Published online by Cambridge University Press: 28 July 2009
This book was prompted by an important, but inconclusive, historiographical debate on the failure of the Reformation in Ireland, which took place in the 1970s. Prior to that exchange, virtually all studies of the subject were hopelessly symmetrical. Characterised by parti pris, and afflicted by a deterministic vision, the majority of them contended that the Tudor state failed immediately and irreversibly to win the allegiance of the indigenous population to its religious dictates, mainly because of the inherently conservative character of the island's inhabitants. The only significant differences displayed by such studies were their use of opposing confessional models to interpret and explain the nature and significance of Ireland's religious conservatism. For Catholic writers, native conservatism represented a deep-seated and laudable attachment to the ancestral faith of Ireland, which found expression in the people's valiant, and ultimately successful, struggle to preserve the faith in an unsullied form during the Reformation.
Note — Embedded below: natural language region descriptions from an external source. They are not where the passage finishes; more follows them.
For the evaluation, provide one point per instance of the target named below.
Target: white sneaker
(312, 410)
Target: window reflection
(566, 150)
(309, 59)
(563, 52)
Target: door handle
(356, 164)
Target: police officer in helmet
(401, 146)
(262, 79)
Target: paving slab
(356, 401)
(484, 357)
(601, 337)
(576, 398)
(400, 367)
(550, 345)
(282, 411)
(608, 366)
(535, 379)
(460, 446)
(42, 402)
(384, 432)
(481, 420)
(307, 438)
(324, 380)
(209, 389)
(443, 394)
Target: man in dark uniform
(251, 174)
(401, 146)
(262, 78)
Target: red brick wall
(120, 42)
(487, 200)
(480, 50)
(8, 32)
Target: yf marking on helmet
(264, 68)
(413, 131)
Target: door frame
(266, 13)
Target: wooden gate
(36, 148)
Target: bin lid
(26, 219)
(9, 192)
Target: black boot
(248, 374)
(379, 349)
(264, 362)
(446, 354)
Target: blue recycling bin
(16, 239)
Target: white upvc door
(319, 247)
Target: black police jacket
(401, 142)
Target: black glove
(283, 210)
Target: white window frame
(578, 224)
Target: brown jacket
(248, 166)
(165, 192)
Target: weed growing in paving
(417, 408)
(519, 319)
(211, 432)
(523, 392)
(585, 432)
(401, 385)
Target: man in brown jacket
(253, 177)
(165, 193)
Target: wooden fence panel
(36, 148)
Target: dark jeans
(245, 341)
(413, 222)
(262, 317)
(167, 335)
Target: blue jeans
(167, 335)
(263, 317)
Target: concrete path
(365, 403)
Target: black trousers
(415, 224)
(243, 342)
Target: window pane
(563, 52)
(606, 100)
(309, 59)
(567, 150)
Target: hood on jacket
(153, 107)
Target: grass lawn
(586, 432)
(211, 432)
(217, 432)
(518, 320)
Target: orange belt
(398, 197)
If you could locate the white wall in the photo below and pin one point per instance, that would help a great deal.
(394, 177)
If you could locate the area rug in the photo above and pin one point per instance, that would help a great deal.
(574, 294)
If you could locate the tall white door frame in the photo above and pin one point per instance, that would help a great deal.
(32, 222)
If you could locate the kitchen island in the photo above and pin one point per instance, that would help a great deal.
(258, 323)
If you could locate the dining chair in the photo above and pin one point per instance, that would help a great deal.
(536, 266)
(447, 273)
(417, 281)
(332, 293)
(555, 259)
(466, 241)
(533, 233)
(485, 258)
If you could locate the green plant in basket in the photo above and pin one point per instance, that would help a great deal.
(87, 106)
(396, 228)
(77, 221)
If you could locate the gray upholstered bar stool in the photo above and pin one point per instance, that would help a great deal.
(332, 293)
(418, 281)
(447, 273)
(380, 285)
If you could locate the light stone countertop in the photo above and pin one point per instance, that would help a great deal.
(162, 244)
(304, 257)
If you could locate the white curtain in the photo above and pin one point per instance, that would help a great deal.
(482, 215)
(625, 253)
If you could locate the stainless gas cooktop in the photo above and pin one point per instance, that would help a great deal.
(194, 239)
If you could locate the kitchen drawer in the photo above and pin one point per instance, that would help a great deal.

Protestant writers, in contrast, saw it as a collective character defect, an unremitting force built upon an ingrained and wilful ignorance, which was impervious to the ‘true’ religion advanced by the ‘godly’ reformers of the sixteenth century.
In the late 1960s and 1970s this cycle of crude deterministic writing was broken by Brendan Bradshaw, whose pioneering work applied what was, in Irish terms, a fresh series of intellectual templates for the exploration of the Reformation.